The strategic importance of ASML's monopoly
Despite being a relatively unknown name to the general public, ASML is arguably the most critical player in the global AI infrastructure outside of Nvidia. The company holds a total monopoly on EUV lithography, a process that took two decades and billions of dollars to perfect. Every cutting-edge processor produced by TSMC—the primary foundry for Apple and Nvidia—relies on these specific tools.
The stakes of this potential breach are high due to ASML's massive market influence:
- ASML is currently Europe's most valuable public company, with a market capitalization near $700 billion.
- A single illegal sale could jeopardize the entire U.S.-led export-control regime designed to protect military and industrial advantages.
- The company expects roughly 20% of its 2026 revenue from permitted sales to China, making a total ban commercially devastating.

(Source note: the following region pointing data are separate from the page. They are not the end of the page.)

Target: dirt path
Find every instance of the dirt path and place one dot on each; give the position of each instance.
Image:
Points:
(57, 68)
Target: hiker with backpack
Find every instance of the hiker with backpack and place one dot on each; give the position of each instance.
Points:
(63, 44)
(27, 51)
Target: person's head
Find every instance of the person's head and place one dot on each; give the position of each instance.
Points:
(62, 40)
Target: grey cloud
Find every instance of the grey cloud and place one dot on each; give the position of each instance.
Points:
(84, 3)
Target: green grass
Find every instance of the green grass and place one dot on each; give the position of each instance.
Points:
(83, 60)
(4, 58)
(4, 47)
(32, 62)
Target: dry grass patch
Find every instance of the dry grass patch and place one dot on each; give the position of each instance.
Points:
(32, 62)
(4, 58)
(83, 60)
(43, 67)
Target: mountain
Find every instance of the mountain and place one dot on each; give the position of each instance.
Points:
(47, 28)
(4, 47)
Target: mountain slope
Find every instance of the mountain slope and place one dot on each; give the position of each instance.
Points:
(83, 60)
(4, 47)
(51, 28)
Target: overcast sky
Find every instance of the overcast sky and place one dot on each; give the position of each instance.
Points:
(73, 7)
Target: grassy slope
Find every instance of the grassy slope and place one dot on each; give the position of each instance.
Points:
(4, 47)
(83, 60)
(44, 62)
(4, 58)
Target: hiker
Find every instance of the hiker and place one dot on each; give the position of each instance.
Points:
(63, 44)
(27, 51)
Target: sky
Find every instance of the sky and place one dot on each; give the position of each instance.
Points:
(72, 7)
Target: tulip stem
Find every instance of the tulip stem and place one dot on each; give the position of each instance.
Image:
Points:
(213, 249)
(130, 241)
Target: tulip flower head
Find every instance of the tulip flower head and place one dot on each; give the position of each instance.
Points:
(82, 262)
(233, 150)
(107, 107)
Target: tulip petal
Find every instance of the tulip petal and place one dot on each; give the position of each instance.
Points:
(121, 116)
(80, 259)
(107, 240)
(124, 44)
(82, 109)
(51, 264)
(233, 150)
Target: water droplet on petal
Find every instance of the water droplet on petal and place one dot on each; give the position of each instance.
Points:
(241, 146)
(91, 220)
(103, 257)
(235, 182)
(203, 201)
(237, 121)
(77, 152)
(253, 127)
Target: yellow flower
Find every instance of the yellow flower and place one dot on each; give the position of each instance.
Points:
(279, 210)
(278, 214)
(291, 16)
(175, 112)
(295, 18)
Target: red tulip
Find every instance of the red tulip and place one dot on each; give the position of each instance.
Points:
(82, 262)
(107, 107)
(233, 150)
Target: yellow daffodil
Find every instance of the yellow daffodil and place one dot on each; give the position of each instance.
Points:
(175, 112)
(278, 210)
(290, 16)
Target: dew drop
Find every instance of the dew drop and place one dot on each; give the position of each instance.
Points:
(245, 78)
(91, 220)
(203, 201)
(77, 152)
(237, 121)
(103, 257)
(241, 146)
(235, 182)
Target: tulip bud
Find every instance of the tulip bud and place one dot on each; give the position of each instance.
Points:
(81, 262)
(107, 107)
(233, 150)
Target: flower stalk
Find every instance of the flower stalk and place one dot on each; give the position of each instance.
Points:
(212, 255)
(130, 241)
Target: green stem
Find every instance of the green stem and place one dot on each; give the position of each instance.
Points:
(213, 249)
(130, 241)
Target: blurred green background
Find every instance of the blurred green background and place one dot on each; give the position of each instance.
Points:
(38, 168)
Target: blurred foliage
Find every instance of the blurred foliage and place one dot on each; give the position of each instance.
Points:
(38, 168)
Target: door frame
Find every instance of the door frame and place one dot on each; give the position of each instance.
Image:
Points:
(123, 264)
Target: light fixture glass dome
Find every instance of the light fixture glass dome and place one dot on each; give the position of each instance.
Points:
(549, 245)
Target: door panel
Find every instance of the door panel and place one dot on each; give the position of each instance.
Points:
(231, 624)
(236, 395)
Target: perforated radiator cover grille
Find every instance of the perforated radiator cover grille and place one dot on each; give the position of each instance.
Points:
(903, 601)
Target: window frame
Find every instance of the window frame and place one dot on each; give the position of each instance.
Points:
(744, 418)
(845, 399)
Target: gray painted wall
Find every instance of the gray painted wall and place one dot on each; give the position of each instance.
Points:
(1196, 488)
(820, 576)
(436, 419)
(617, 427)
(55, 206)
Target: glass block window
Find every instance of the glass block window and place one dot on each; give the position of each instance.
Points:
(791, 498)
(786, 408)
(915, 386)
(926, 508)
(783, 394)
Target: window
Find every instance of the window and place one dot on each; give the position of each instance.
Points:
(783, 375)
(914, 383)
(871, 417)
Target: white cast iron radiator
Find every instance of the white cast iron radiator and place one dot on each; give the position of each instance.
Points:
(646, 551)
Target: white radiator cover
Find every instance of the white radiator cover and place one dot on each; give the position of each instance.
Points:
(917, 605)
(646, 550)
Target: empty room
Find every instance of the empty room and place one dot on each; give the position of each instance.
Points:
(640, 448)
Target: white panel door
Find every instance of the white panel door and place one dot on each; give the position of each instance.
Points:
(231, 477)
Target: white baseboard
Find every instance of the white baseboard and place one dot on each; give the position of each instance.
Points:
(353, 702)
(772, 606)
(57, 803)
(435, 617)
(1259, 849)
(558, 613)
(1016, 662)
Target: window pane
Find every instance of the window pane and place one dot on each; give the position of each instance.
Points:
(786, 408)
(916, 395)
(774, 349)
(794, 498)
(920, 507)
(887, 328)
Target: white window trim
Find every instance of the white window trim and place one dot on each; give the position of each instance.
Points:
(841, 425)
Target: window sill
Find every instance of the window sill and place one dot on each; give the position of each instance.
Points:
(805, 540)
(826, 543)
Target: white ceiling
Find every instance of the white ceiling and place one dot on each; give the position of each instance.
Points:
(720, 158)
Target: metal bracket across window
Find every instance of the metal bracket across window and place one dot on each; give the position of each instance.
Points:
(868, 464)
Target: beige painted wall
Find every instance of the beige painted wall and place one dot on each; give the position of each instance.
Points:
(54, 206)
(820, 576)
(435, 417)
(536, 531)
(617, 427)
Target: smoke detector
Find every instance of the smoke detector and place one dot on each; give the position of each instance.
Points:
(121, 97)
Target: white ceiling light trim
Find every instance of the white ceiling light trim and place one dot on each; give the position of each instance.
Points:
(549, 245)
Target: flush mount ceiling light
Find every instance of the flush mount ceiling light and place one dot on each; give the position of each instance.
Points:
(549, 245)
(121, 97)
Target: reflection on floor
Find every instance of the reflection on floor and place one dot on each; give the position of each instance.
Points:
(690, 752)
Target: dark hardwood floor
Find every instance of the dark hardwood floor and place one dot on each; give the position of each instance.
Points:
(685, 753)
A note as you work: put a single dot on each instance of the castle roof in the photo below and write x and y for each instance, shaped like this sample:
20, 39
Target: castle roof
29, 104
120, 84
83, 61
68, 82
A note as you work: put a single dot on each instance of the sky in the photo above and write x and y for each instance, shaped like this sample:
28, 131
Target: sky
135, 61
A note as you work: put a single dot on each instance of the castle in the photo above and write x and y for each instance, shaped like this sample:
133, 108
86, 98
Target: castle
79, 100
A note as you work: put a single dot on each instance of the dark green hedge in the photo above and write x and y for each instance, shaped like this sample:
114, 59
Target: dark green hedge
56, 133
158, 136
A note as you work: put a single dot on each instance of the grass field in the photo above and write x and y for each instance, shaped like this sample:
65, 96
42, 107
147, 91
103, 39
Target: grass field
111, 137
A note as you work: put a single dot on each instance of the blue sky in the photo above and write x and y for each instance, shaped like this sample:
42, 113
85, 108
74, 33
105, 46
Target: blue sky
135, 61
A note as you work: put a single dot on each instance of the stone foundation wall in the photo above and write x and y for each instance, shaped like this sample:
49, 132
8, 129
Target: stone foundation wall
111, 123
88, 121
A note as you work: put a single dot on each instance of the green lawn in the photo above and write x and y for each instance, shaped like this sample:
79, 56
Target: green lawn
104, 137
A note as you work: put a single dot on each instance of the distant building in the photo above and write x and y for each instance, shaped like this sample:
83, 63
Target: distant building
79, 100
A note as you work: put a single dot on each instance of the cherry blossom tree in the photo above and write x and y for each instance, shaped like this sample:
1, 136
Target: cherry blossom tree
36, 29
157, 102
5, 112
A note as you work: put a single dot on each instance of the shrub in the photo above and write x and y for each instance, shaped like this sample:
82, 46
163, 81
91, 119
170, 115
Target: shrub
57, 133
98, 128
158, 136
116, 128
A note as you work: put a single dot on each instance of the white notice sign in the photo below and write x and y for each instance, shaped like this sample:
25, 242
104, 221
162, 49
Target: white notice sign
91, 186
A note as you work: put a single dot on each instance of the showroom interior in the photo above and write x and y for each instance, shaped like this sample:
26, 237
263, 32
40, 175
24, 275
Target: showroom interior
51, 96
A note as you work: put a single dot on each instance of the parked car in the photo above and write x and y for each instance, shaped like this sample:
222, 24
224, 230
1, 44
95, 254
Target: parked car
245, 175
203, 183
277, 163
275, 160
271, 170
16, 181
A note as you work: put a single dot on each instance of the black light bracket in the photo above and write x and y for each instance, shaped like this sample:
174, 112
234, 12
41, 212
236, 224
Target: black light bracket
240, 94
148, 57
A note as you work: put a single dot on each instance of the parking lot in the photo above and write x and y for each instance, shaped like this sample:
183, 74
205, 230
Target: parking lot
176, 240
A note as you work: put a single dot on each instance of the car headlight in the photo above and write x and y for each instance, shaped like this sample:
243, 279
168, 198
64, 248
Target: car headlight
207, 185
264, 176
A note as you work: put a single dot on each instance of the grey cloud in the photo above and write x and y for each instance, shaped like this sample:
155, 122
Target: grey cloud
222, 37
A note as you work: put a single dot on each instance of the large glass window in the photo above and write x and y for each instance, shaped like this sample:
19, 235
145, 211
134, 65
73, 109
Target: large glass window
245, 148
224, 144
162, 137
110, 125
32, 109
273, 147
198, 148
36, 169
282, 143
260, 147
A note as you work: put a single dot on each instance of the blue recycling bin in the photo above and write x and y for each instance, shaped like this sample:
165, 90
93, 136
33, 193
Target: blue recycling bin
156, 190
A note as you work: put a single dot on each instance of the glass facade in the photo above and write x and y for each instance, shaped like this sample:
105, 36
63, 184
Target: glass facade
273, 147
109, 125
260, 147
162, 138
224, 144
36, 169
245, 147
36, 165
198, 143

Commercial logic vs. government suspicion
Fouquet has argued that the complexity of EUV technology makes it nearly impossible for China to reverse-engineer without having physical access to a machine first. He further suggested that ASML has a commercial incentive to follow rules, as risking its entire export license over one clandestine sale would be counterproductive. While the government has not yet made its evidence public, the tension highlights the precarious balance between maintaining global supply chains and enforcing national security boundaries.